I caught a fast train back. Ahead of me were a few blissful weeks of freedom before returning for some whacking sentence. I don’t skip any more, but I bounced along in my head as I twirled into Chambers. Then, a portent: I saw Betty Anderson in the clerks’ room. Betty runs Chambers’ health and wellbeing group. She makes you feel well just by smiling at you. Unlike the stereotypical mind and body type, Betty never nags, often goes out with Paddy Corkhill, who likes the odd glass, and is full of empathy and wicked humour. She asked me, in an entirely non-medical way, how I was feeling and then told me what she had been up to. Listening to her, I felt even more like simply turning up at an airport with a sponge bag, as I used to when younger, looking at the departures board and simply going where the fancy took me.

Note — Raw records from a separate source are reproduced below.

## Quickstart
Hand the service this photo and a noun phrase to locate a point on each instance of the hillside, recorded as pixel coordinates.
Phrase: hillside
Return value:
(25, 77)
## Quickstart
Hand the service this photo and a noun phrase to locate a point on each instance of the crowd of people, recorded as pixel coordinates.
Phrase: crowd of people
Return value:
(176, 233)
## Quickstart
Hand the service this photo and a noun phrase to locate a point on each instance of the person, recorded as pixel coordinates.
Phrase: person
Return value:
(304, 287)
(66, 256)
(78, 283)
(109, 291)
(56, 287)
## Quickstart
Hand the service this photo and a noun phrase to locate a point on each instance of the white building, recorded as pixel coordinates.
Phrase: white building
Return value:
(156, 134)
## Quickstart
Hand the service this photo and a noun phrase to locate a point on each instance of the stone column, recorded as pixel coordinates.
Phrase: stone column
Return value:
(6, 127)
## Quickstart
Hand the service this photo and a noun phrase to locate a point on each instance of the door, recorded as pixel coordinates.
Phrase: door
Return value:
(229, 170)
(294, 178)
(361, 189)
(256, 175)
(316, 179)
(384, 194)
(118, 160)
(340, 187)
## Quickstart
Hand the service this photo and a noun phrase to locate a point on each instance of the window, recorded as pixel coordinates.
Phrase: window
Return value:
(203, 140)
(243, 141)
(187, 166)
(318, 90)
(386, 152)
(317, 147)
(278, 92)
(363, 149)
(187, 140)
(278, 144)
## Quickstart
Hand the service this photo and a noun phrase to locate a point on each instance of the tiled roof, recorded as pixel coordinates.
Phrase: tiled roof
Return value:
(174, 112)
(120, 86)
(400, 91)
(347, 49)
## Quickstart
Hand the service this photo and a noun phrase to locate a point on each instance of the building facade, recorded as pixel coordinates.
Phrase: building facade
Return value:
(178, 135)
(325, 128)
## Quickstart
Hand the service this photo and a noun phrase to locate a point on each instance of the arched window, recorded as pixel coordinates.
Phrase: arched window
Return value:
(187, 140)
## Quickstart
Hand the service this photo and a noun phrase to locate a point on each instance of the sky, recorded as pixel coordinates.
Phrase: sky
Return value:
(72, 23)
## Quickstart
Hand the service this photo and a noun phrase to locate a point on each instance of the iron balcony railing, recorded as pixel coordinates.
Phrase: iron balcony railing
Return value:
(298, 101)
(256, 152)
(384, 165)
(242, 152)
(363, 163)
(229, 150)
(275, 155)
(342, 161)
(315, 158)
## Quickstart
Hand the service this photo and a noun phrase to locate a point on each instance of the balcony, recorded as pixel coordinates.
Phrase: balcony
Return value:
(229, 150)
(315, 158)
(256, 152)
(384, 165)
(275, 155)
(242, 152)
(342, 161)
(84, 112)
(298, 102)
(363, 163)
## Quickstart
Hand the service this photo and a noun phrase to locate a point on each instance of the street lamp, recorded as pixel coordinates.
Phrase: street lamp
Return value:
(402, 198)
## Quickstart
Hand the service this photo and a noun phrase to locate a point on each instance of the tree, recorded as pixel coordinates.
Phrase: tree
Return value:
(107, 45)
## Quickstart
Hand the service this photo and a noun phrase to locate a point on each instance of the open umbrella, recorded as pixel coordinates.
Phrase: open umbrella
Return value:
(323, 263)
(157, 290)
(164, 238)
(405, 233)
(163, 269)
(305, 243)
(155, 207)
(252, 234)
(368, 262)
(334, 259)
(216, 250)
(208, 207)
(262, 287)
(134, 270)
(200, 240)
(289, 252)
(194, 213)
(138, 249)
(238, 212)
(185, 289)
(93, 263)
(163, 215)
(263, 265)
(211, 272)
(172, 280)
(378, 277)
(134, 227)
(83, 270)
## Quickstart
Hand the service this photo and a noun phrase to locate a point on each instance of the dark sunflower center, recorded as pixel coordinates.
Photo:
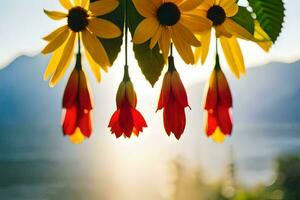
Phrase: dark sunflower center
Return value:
(78, 19)
(217, 15)
(168, 14)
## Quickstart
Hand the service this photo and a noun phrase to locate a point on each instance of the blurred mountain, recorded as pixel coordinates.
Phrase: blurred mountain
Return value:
(268, 94)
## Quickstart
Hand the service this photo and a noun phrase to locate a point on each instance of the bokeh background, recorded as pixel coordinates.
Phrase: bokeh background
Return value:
(260, 161)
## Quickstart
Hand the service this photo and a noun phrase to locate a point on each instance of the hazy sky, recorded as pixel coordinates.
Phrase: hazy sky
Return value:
(23, 24)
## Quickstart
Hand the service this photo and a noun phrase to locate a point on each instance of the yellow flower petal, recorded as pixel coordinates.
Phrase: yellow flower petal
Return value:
(237, 30)
(196, 24)
(222, 31)
(145, 7)
(94, 66)
(53, 63)
(103, 28)
(260, 34)
(66, 4)
(218, 136)
(55, 33)
(145, 30)
(165, 42)
(77, 137)
(57, 42)
(183, 48)
(103, 7)
(231, 9)
(85, 4)
(95, 49)
(65, 60)
(206, 4)
(190, 5)
(156, 37)
(55, 15)
(77, 2)
(234, 56)
(186, 35)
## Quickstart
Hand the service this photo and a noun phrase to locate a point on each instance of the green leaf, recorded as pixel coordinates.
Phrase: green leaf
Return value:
(270, 14)
(113, 46)
(150, 61)
(244, 18)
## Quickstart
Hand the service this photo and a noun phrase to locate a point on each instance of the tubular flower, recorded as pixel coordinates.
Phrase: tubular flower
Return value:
(126, 120)
(218, 105)
(173, 100)
(77, 105)
(219, 12)
(166, 21)
(81, 21)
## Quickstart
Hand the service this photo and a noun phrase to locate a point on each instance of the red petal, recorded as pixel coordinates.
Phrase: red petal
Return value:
(114, 118)
(165, 91)
(211, 122)
(139, 121)
(174, 118)
(126, 119)
(225, 121)
(181, 121)
(84, 94)
(116, 129)
(225, 97)
(85, 124)
(130, 94)
(179, 90)
(211, 97)
(71, 90)
(70, 121)
(114, 124)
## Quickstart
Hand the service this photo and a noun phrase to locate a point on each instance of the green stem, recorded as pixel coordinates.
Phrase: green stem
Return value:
(126, 71)
(78, 64)
(217, 66)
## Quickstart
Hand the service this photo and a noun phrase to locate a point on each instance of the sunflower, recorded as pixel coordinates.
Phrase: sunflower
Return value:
(219, 12)
(82, 22)
(166, 21)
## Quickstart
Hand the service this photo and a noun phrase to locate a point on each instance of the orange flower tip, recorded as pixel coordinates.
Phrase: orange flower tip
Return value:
(77, 137)
(177, 136)
(218, 136)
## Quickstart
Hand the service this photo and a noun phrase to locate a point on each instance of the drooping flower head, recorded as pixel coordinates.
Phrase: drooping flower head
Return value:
(77, 105)
(166, 21)
(173, 100)
(219, 12)
(126, 120)
(218, 106)
(81, 21)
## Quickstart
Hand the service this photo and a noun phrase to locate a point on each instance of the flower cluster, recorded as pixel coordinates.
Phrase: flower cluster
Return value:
(218, 104)
(126, 120)
(186, 24)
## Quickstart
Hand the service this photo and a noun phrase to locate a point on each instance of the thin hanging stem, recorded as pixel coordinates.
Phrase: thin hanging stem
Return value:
(78, 65)
(171, 67)
(79, 44)
(217, 66)
(126, 32)
(126, 72)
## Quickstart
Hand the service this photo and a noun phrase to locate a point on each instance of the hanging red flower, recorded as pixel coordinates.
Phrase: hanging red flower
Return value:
(126, 119)
(77, 105)
(173, 100)
(218, 106)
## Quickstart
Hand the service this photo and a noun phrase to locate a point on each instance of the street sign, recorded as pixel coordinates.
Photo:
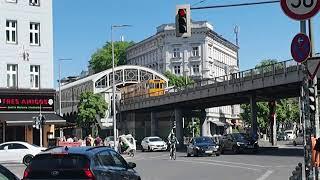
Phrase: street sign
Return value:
(313, 67)
(300, 47)
(300, 9)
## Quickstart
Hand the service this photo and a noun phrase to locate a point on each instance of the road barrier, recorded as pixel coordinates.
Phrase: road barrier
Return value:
(297, 173)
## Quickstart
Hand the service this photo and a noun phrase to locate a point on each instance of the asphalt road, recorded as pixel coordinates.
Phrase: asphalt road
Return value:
(268, 164)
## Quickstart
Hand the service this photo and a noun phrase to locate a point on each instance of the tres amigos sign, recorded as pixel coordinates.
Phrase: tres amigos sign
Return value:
(26, 103)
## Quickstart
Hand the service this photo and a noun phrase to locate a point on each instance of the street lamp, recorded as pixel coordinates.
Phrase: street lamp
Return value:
(60, 112)
(114, 87)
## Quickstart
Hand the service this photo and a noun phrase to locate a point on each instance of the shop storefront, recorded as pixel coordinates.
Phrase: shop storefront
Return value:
(18, 113)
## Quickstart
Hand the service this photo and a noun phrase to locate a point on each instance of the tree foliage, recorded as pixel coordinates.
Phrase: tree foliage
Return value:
(102, 58)
(178, 81)
(90, 105)
(195, 126)
(287, 110)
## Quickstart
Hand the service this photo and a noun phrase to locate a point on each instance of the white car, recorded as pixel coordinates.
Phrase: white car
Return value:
(290, 134)
(153, 143)
(109, 141)
(18, 152)
(298, 140)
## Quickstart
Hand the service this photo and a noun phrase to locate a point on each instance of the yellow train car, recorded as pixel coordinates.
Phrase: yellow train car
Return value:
(155, 87)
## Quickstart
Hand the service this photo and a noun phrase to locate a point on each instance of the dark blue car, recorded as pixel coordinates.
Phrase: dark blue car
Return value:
(203, 145)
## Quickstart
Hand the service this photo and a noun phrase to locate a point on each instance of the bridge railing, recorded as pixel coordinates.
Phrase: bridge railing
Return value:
(248, 75)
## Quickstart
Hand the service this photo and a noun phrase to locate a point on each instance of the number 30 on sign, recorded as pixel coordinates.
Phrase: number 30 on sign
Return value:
(300, 9)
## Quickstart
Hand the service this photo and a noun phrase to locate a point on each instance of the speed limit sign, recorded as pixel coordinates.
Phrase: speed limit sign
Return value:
(300, 9)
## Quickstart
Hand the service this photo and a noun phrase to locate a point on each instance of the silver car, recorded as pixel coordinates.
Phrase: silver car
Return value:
(298, 140)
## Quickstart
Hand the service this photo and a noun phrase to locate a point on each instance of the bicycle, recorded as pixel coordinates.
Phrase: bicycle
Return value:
(173, 152)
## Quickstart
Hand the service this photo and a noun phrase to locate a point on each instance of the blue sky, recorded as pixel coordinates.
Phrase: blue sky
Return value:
(83, 26)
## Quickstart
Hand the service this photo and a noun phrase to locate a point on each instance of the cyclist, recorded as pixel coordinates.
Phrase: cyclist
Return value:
(172, 139)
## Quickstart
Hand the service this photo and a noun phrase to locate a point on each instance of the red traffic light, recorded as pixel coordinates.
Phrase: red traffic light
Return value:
(182, 12)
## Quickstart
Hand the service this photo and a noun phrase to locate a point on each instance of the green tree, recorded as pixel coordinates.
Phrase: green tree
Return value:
(102, 58)
(195, 126)
(178, 81)
(90, 105)
(287, 110)
(262, 115)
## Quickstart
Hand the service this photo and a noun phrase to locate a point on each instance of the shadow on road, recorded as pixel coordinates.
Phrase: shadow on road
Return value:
(273, 151)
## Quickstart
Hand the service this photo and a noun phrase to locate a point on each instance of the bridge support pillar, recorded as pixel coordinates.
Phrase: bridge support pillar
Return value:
(203, 123)
(154, 124)
(179, 127)
(253, 104)
(131, 123)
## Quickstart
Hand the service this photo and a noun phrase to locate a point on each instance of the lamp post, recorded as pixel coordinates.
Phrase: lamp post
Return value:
(60, 113)
(114, 87)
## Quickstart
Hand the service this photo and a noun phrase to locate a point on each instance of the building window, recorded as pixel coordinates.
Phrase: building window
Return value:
(176, 53)
(34, 2)
(12, 71)
(34, 77)
(11, 31)
(12, 1)
(195, 51)
(195, 69)
(210, 51)
(35, 34)
(177, 69)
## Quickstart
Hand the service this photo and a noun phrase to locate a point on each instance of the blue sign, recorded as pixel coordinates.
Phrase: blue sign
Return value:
(300, 47)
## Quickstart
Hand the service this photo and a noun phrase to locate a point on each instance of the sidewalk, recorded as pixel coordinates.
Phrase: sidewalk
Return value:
(280, 144)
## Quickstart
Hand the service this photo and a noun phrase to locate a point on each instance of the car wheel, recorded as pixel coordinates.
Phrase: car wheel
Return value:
(294, 143)
(235, 149)
(27, 159)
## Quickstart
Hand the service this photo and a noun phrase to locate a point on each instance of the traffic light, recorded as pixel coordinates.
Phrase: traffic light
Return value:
(312, 98)
(182, 20)
(183, 26)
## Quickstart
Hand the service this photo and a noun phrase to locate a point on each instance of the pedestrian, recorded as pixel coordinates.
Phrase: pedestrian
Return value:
(97, 141)
(91, 140)
(88, 141)
(69, 139)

I ducked the usual line of people who take the arrival of the Head of Chambers as a cue to offload the latest series of grouses they have about lack of work, low fees, the absence of loo rolls in the basement lavatory and the current brand of coffee and then move with the skill of slalom gold medalists at the Winter Olympics to moans about the clerks (unless it is a clerk), their fellow members and, finally, the Head of Chambers.
There were three briefs on my desk. Before I shoved them into a GDPR-compliant drawer which has a combination lock (although, sadly, I have forgotten the combination) to await my return from some intercontinental adventure, I glanced at them. This was fortunate as it happened. The first was an application by the Crown to appeal an unduly lenient sentence. I remembered it was the case where the prosecutor turned to me after the judge had finished sentencing and said: ‘Wow! That was tough.’ A response was required within 14 days if my client wanted to take part in the proceedings. Five days were left. The second was a request by the Court of Appeal for my observations in respect of a 37-paragraph complaint from a disturbed client about a case I did in 2004 with a return date of 21 days. The third was a letter from a regulator wanting my observations on a 160-page bundle of evidence as soon as possible.
I went downstairs. No spring or skip in my step anymore, mentally or otherwise. ‘Problem?’ asked Betty. I told her. ‘It’s monstrous,’ she said. ‘All the main people involved in each of these cases are doubtless sunning themselves abroad. This is the real vice of the Bar nowadays. It’s not “work hard and play hard”; it’s just work work work. More and more wanted, for less and less reward. We have to fight it! You are going on your holiday William, aren’t you?’ ‘Yes,’ I said lamely, as I hailed a taxi to take me home to start working. Betty… you are so right; but tragically this work ethic, abused by all and sundry, is so ingrained.
William Byfield*, Gutteridge Chambers
* William Byfield is the pseudonym of a senior member of the Bar. Gutteridge Chambers, and the events that happen there, are entirely fictitious.